Smile—you’re on camera! A report by HIS Markit says that there are an estimated one billion surveillance cameras around the world. Some are analyzing your facial expressions, while others are identifying you and tracking where you go.
In general, people are somewhat aware of these technologies and tend to have mixed feelings about them, according to new research out of Carnegie Mellon University’s CyLab. The new study was presented at last week’s Symposium On Usable Privacy and Security.
“It’s invasive and big brother esque,” one study participant said during a study interview. “It can provide good information for law enforcement but is easily abusable.”
This general finding may not seem terribly surprising—after all, movies like Minority Report portray facial recognition as both a useful law enforcement tool but also one that creeps on our private lives—but CyLab’s Aerin Zhang, a Ph.D. student in the Language Technologies Institute who led the study, hoped to provide an in-depth qualitative analysis of these perceptions.
“The first step to address data privacy challenges of video analytics is to establish a baseline of privacy norms by understanding people's opinions and attitudes towards the technology,” Zhang says.
The study authors believe that their study is the first to present real-life facial recognition scenarios to study participants in situ—that’s science-speak for, while pursuing their regular everyday activities.
The researchers conducted a study that captured participants’ attitudes towards varying facial recognition scenarios over a 10-day period. Participants were instructed to download an app designed specifically for the study, and then to go about their normal daily lives.
Facial data are rather sensitive if they are collected without permission—without consent.Shikun "Aerin" Zhang, Ph.D. student, Language Technologies Institute
When the app’s GPS feature detected that a participant was in a place for which the researchers had plausible scenarios (e.g., a gym, a government building, a coffee shop, etc.), the app would send them a push notification to fill out a short survey about a facial recognition scenario pertaining to that location. At the end of each day, participants would answer a summary survey about all the scenarios they were presented with that day.
All scenarios used were informed by an extensive survey of news articles about real-world deployments of facial recognition. For example, if a participant attended a church, they might have been presented with a scenario in which facial recognition was used to track their attendance. (Yes, that really happened.)
“Facial data are rather sensitive if they are collected without permission—without consent,” says Zhang. “People feel really strongly about that.”
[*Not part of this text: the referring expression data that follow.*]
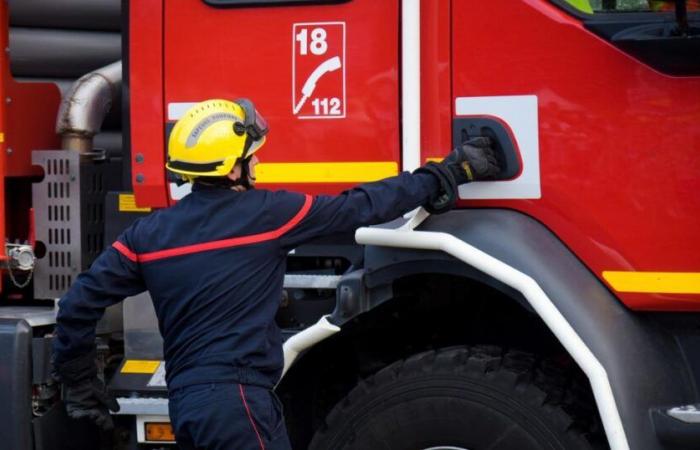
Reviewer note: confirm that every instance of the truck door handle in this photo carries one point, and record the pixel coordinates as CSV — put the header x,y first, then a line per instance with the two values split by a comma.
x,y
505,145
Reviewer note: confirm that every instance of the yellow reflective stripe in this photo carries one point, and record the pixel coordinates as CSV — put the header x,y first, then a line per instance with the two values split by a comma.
x,y
127,203
654,282
325,172
140,366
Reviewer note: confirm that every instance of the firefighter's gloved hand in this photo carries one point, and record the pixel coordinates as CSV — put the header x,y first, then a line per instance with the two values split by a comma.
x,y
474,160
90,400
84,394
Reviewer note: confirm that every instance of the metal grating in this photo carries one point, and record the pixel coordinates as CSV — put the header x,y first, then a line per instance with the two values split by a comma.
x,y
56,203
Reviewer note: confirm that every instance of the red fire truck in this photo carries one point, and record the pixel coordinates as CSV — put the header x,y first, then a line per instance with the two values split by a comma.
x,y
556,307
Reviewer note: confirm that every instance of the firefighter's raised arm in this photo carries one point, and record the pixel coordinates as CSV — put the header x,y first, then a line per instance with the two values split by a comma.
x,y
111,278
433,186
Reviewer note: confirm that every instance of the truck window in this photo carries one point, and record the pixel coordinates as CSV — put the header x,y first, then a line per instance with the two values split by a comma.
x,y
606,6
663,34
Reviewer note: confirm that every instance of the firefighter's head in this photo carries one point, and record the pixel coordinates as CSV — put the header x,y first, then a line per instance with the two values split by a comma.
x,y
217,140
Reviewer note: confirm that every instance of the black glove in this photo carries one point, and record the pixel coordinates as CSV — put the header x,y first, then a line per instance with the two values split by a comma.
x,y
84,394
474,160
90,400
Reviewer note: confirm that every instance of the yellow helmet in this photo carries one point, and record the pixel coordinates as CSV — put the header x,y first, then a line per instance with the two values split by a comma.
x,y
212,135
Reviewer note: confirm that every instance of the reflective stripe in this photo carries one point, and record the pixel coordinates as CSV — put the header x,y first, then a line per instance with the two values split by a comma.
x,y
325,172
216,245
654,282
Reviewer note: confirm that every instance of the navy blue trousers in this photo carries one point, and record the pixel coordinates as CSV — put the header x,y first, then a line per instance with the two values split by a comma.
x,y
227,416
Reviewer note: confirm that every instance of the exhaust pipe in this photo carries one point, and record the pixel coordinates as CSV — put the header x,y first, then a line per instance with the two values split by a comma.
x,y
85,106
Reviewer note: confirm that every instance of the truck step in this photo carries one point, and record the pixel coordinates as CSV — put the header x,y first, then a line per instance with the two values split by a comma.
x,y
143,406
311,281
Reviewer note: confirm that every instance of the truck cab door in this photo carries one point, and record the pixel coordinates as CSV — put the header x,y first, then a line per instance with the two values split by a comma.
x,y
323,73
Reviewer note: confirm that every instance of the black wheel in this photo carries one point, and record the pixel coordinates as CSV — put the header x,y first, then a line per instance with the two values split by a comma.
x,y
457,398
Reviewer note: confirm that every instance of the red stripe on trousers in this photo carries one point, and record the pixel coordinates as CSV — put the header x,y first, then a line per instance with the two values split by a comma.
x,y
250,417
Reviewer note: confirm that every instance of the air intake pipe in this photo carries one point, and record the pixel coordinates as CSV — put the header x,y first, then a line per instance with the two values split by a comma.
x,y
85,106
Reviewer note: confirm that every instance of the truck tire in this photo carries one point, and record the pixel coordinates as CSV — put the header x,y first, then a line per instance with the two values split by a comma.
x,y
457,398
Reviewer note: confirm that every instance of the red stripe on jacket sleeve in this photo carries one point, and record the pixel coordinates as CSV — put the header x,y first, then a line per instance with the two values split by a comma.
x,y
124,250
308,201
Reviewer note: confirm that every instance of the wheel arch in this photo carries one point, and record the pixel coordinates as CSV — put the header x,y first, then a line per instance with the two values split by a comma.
x,y
644,367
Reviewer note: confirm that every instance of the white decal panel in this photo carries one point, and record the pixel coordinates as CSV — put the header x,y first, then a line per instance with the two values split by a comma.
x,y
520,113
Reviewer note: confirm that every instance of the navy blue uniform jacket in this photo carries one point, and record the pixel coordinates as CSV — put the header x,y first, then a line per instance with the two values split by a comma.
x,y
214,264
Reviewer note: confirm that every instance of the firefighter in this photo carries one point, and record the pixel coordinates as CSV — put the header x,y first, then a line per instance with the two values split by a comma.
x,y
214,265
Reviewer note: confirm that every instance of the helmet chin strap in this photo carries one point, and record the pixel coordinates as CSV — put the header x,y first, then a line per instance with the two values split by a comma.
x,y
246,177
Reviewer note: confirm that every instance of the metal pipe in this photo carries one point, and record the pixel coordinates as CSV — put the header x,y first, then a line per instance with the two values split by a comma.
x,y
535,296
85,106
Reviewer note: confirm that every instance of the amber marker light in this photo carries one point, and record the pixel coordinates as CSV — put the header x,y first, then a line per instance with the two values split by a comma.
x,y
159,431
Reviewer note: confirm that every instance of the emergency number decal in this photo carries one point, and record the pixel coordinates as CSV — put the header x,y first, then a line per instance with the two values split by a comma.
x,y
318,70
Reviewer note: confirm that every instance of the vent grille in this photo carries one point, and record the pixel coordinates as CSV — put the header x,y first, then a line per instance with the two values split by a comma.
x,y
56,203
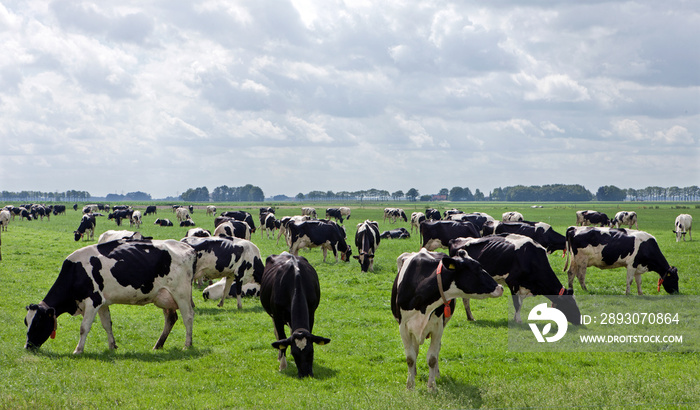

Most participants reported that facial recognition could be used to benefit security—identifying criminals’ identities or locating missing children and adults—as well as authentication—that facial recognition could replace IDs and confirm identity.
But most participants also raised concerns about various purposes for which facial recognition is being used, such as for advertisements. For example, many participants were concerned about facial recognition used for profiling— “… using it to profile someone based on race or gender,” one participant wrote.
“And gender, there is such a spectrum, just because you’re female, that doesn’t mean you are going to wanna wear makeup or buy pretty dresses,” one participant said. “Same thing for guys. I just think lumping every person into a classification is over-generalized; you are going to miss people.”
Others voiced concern about not knowing for what reason their facial data are being used.
“Businesses should be more transparent about the purpose for which they are measuring video analytics,” says Zhang.
Businesses should be more transparent about the purpose for which they are measuring video analytics.Shikun "Aerin" Zhang, Ph.D. student, Language Technologies Institute
Ultimately, participants want transparency and control over the collection of their data, the study finds, but that the existing mechanisms to effectively notify people about data collection are inadequate.
“People feel strongly about video analytics, and right now there’s no way for people to know what’s being done with that data, and there’s no way for people to opt-out of that data collection,” says Zhang. “One possible solution to that is the IoT assistant.”
The IoT Assistant is an app and entire infrastructure for people to share the locations of IoT devices so that others are made aware of them, what data they collect, and how to opt out of data collection if the option exists. The app is installed on users' smartphones, and users may set up alerts to inform them about data collection practices occurring around them.
The IoT Assistant is part of the Personalized Privacy Assistant Project, an effort led by CyLab’s Norman Sadeh, a professor in the Institute for Software Research at CMU and a co-author of this study.